Inside Afghanistan, meanwhile, there were signs the Taliban were trying to gain support. Regime officials have been meeting with local leaders across the country, hoping in particular to get backing from influential tribal figures.

During a meeting in eastern Khost province, Taliban officials threatened to burn the homes of anyone loyal to former king Mohammad Zaher Shah, according to Taliban radio Thursday night.
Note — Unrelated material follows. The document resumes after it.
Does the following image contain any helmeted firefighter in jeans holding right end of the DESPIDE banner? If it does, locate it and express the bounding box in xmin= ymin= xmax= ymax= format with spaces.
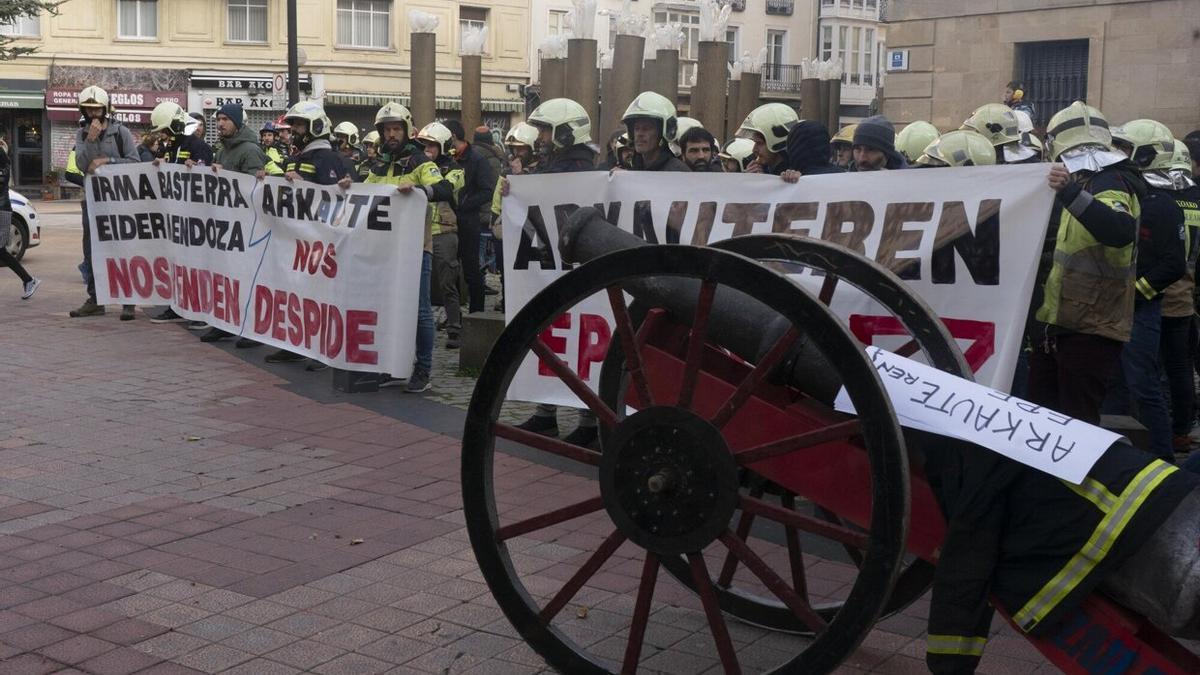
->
xmin=366 ymin=101 xmax=454 ymax=394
The exiled monarch has been meeting with opposition leaders in Rome to discuss setting up a new government should the Taliban lose power.

From London, British Foreign Secretary Jack Straw addressed Afghans Friday in a message broadcast in Pashtu and other regional languages by the British Broadcasting Corp.'s World Service.

"We have no quarrel with the people of Afghanistan," Straw said in the broadcast, according to the British Foreign Office. "The Taliban regime harms Afghanistan and its people by protecting Osama bin Laden and his colleagues from justice."

The Associated Press contributed to this report.